A menudo hablamos de alimentación saludable y ejercicio para mantenernos en forma, pero ¿sabías que el hígado desempeña un papel fundamental en tu bienestar? Este órgano, discreto pero esencial, elimina toxinas, regula el metabolismo y mantiene el equilibrio del organismo. Sin embargo, cuando se sobrecarga, las consecuencias pueden ser sorprendentes… ¡y a veces preocupantes! Fatiga crónica, aumento de peso inexplicable, migrañas recurrentes: estos síntomas podrían ser señales de que tu hígado necesita ayuda. Analicemos las señales de alerta y las soluciones para aliviar su carga.

¿Sientes fatiga persistente e inexplicable?
¿Duermes lo suficiente, pero te sientes constantemente agotado/a? ¿Te invade una sensación de pesadez y cansancio sin motivo aparente? Un hígado sobrecargado podría ser la causa. Cuando está saturado de toxinas, trabaja más para purificar la sangre, lo que te agota.

¿La solución? Mantenerse bien hidratado, limitar los alimentos ultraprocesados ​​y optar por alimentos ricos en antioxidantes como las verduras de hoja verde y la cúrcuma para ayudar a regenerar el hígado.

Aumento de peso inexplicable

Llevas una dieta equilibrada, haces ejercicio… ¿pero sigues subiendo de peso sin motivo aparente? Un hígado sobrecargado de toxinas puede ralentizar tu metabolismo y dificultar el control del peso. Almacena grasa en lugar de eliminarla, lo que puede provocar un aumento de peso gradual.

Qué hacer: Elija alimentos que favorezcan la función hepática, como alcachofas, rábanos negros o limones. Evite el alcohol y los azúcares refinados, que sobrecargan aún más el hígado.

Una piel que refleja un desequilibrio interno:
acné persistente, rojeces, eccema, tez apagada… Tu piel es un reflejo de tu estado interno. Si tu hígado tiene dificultades para eliminar toxinas, estas pueden acumularse y causar problemas cutáneos.

Consejo: Toma una infusión de cardo mariano o diente de león, dos plantas conocidas por su efecto desintoxicante en el hígado.
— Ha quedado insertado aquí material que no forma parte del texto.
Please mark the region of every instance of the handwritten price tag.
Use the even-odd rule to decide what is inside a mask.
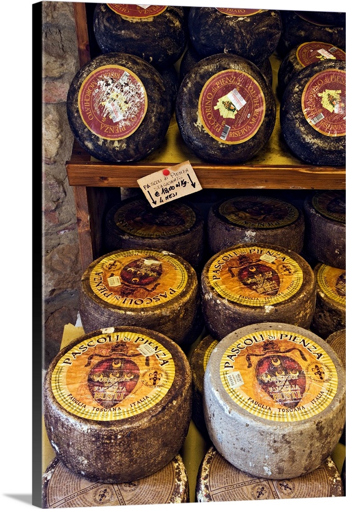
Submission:
[[[189,161],[155,172],[137,182],[153,208],[202,188]]]

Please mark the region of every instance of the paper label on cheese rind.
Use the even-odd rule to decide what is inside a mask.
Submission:
[[[312,196],[312,206],[328,219],[345,223],[345,194],[341,191],[323,191]]]
[[[121,207],[114,215],[118,228],[136,237],[171,237],[187,231],[196,221],[196,215],[187,205],[171,203],[153,209],[138,200]]]
[[[208,271],[209,282],[221,297],[247,306],[272,305],[295,295],[303,271],[290,257],[256,246],[223,252]]]
[[[281,200],[260,196],[241,196],[222,203],[219,212],[230,222],[248,228],[287,226],[299,217],[297,209]]]
[[[232,373],[244,383],[235,387]],[[278,422],[318,415],[333,401],[338,386],[334,363],[323,348],[289,330],[254,332],[238,340],[222,355],[220,376],[237,405]]]
[[[322,292],[341,305],[345,304],[346,271],[323,264],[317,271],[317,282]]]
[[[187,279],[186,269],[172,257],[132,249],[103,258],[91,271],[89,282],[93,293],[104,302],[139,309],[171,300],[184,290]]]
[[[147,345],[150,355],[138,349]],[[108,421],[138,415],[167,393],[175,377],[171,354],[145,334],[120,332],[81,342],[58,361],[51,377],[56,401],[78,417]]]

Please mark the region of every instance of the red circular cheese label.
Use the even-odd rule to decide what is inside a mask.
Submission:
[[[122,139],[138,128],[148,107],[143,83],[122,66],[98,67],[83,81],[78,97],[79,114],[88,128],[106,139]]]
[[[327,69],[309,80],[302,95],[307,122],[326,136],[344,136],[345,72]]]
[[[346,54],[339,48],[327,42],[304,42],[297,49],[296,55],[304,67],[323,60],[345,60]]]
[[[138,4],[107,4],[109,9],[117,14],[127,18],[151,18],[161,14],[167,6],[148,5]]]
[[[252,76],[243,71],[226,69],[214,74],[203,87],[198,113],[213,138],[222,143],[243,143],[261,127],[266,101]]]
[[[238,17],[252,16],[253,14],[256,14],[257,12],[260,12],[262,10],[260,9],[230,9],[229,7],[216,7],[215,8],[223,14],[227,14],[228,16],[238,16]]]

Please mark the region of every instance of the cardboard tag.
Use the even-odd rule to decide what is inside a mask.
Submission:
[[[155,172],[137,182],[153,208],[202,189],[189,161]]]

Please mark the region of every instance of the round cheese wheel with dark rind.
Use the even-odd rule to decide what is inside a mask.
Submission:
[[[204,387],[213,445],[256,477],[292,478],[319,467],[344,425],[345,375],[323,339],[287,323],[263,322],[223,338]]]
[[[129,53],[164,68],[177,62],[184,52],[186,15],[177,6],[99,4],[95,10],[94,32],[103,53]]]
[[[249,160],[268,142],[276,107],[273,91],[254,64],[236,55],[213,55],[183,80],[176,119],[198,157],[232,164]]]
[[[282,96],[280,125],[293,153],[310,164],[344,166],[345,62],[311,64]]]
[[[75,137],[88,153],[107,162],[137,161],[163,140],[171,103],[160,74],[142,59],[101,55],[73,78],[67,100]]]
[[[203,380],[210,354],[218,343],[212,336],[200,340],[191,354],[190,365],[192,372],[192,420],[198,430],[209,439],[203,413]]]
[[[174,342],[140,327],[100,329],[70,343],[49,365],[43,388],[47,434],[76,473],[133,482],[159,471],[179,453],[192,395],[190,365]]]
[[[324,60],[345,60],[345,52],[330,43],[303,42],[295,46],[282,61],[277,74],[278,95],[282,97],[289,81],[304,67]]]
[[[208,244],[214,254],[229,246],[267,242],[300,253],[304,243],[302,211],[271,196],[244,195],[220,200],[208,217]]]
[[[343,496],[341,479],[331,458],[308,474],[283,482],[255,477],[233,466],[212,446],[197,477],[197,502],[265,500]]]
[[[282,30],[279,11],[191,7],[190,40],[200,55],[239,55],[260,64],[274,53]]]
[[[301,12],[294,11],[280,11],[280,12],[282,32],[276,50],[281,58],[285,56],[297,44],[310,41],[323,41],[345,49],[343,20],[341,19],[339,26],[331,26],[328,23],[319,23],[313,21],[311,17],[307,17],[306,13],[303,15]]]
[[[344,268],[344,192],[337,190],[315,191],[306,197],[303,206],[305,249],[321,263]]]
[[[315,310],[312,269],[297,253],[272,244],[238,244],[214,254],[200,288],[206,326],[218,340],[271,318],[308,328]]]
[[[166,251],[114,251],[93,262],[81,277],[79,311],[85,332],[98,325],[138,326],[179,345],[192,343],[203,326],[199,304],[194,269]]]
[[[204,260],[204,222],[201,212],[180,200],[153,208],[140,196],[112,207],[105,218],[104,242],[115,249],[164,249],[175,252],[195,269]]]
[[[158,472],[128,483],[92,483],[56,458],[43,474],[44,507],[184,503],[189,499],[187,474],[180,455]]]
[[[345,269],[319,263],[314,269],[316,281],[316,308],[311,329],[325,340],[345,327]]]

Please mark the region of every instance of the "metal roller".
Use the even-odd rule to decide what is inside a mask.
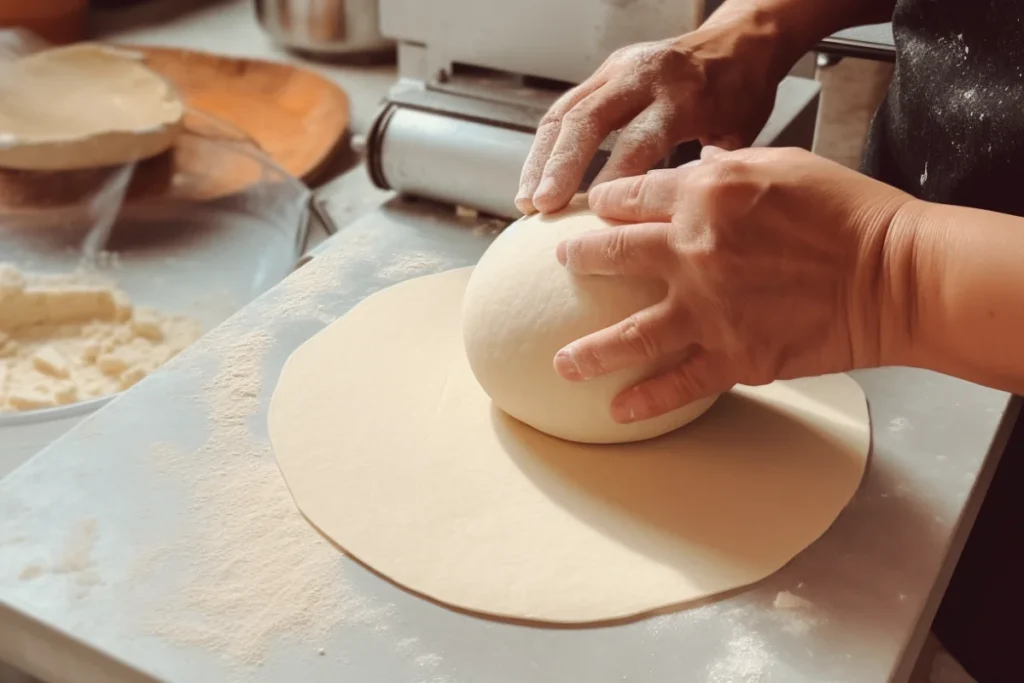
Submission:
[[[378,187],[515,218],[531,142],[529,130],[392,101],[374,123],[367,152]]]

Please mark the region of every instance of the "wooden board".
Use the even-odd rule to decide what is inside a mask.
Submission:
[[[189,106],[246,133],[292,175],[311,181],[348,128],[345,92],[304,69],[167,47],[125,46]]]
[[[185,117],[188,134],[175,148],[139,163],[129,199],[204,201],[243,190],[265,179],[264,169],[240,152],[246,147],[259,147],[290,175],[312,182],[346,140],[348,97],[317,74],[193,50],[120,47],[141,53],[196,112]],[[0,214],[80,205],[115,172],[0,170]]]

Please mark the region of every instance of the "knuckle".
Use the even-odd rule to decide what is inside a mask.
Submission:
[[[639,314],[627,317],[618,327],[618,339],[636,355],[648,360],[662,356],[662,346],[649,333],[645,322]]]
[[[644,177],[637,176],[630,180],[629,186],[626,188],[625,204],[628,207],[639,206],[643,202],[644,198]]]
[[[562,117],[562,125],[573,131],[590,133],[598,128],[600,110],[591,104],[577,104]]]
[[[693,379],[686,367],[680,367],[669,373],[665,395],[665,410],[675,410],[687,402],[687,396],[693,392]]]
[[[603,249],[605,261],[615,265],[625,263],[629,258],[626,230],[623,228],[613,229],[608,239],[605,240]]]

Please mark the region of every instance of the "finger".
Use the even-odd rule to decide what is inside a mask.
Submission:
[[[537,210],[550,213],[564,207],[580,189],[604,138],[641,106],[635,88],[620,83],[596,90],[569,110],[534,193]]]
[[[716,147],[714,144],[706,144],[700,147],[700,160],[714,159],[715,157],[721,157],[724,154],[728,154],[722,147]]]
[[[659,169],[602,183],[588,193],[590,208],[603,218],[667,223],[672,220],[680,184],[690,170]]]
[[[548,158],[551,157],[551,151],[555,146],[555,141],[558,139],[562,119],[573,106],[595,92],[604,83],[603,78],[597,78],[595,75],[594,78],[585,81],[559,97],[551,105],[551,109],[548,110],[548,113],[544,115],[544,118],[541,119],[541,123],[537,127],[537,135],[534,137],[534,143],[530,145],[526,162],[523,164],[522,172],[519,175],[519,191],[515,198],[515,205],[523,213],[530,214],[537,212],[537,207],[534,206],[534,194],[537,191],[537,186],[541,184],[544,167],[548,163]]]
[[[592,186],[633,175],[642,175],[671,152],[669,134],[671,110],[652,104],[618,133],[611,156]]]
[[[724,355],[699,350],[676,368],[615,396],[611,401],[611,417],[622,423],[649,420],[728,391],[735,384],[732,366]]]
[[[555,354],[555,372],[582,381],[655,362],[687,348],[693,333],[685,314],[664,300],[565,346]]]
[[[647,275],[666,269],[671,257],[665,223],[604,227],[563,240],[558,262],[578,275]]]

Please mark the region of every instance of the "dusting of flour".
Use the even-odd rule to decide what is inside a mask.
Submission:
[[[155,466],[186,485],[203,523],[135,572],[139,582],[153,581],[185,559],[184,580],[172,574],[180,586],[169,603],[154,605],[150,631],[226,657],[240,677],[279,643],[329,654],[335,627],[375,626],[393,612],[352,593],[341,554],[299,514],[266,439],[250,433],[270,341],[249,332],[224,347],[201,396],[211,423],[205,443],[195,452],[153,447]]]

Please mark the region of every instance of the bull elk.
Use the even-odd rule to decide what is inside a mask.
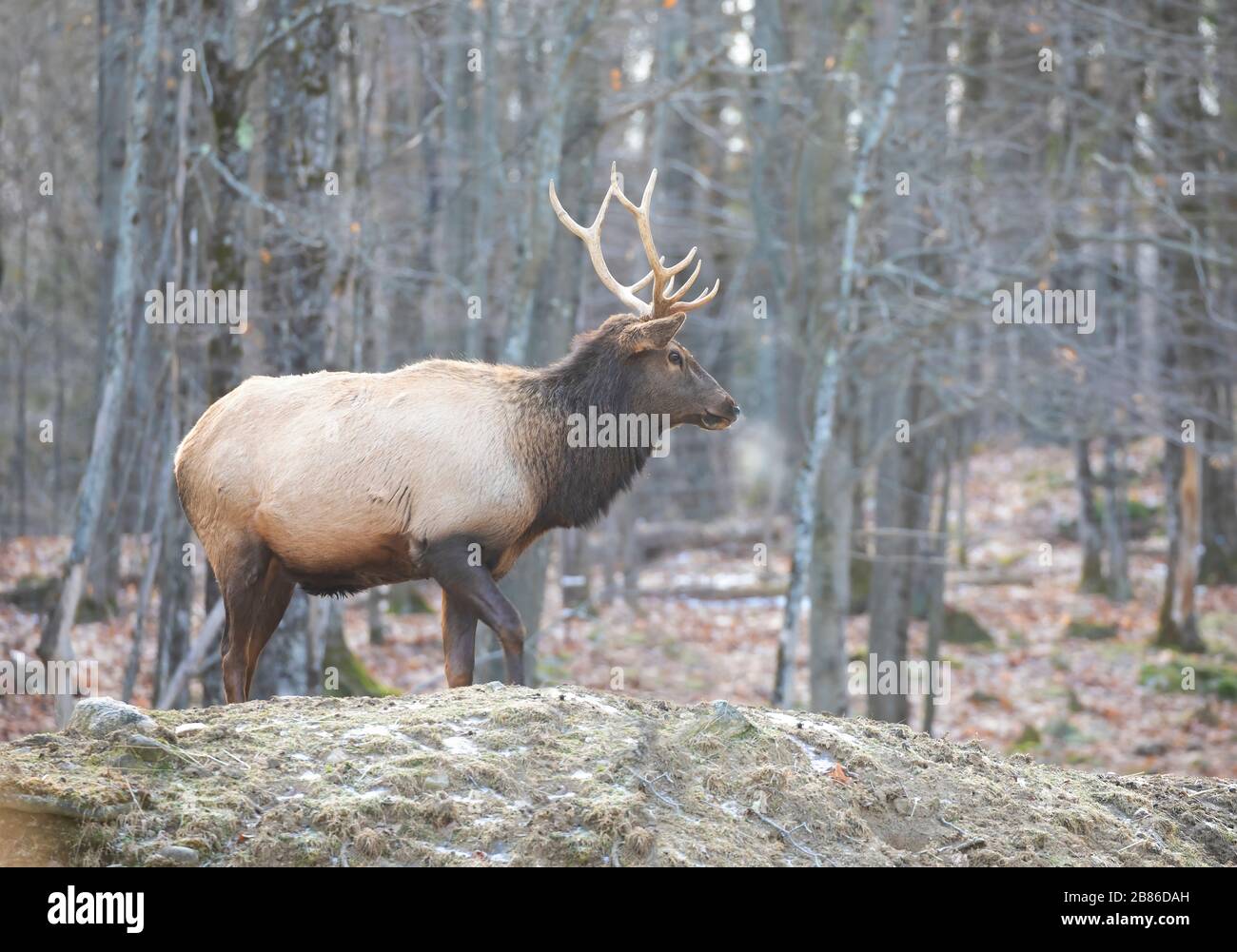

Considera también incorporar ácidos grasos omega-3 (pescado azul, semillas de lino) para nutrir tu piel desde el interior.

  1. Problemas digestivos frecuentes

Hinchazón, estreñimiento, indigestión… Un hígado lento puede alterar el proceso digestivo. Al producir menos bilis, esencial para la digestión de las grasas, dificulta la asimilación de los alimentos y provoca molestias digestivas.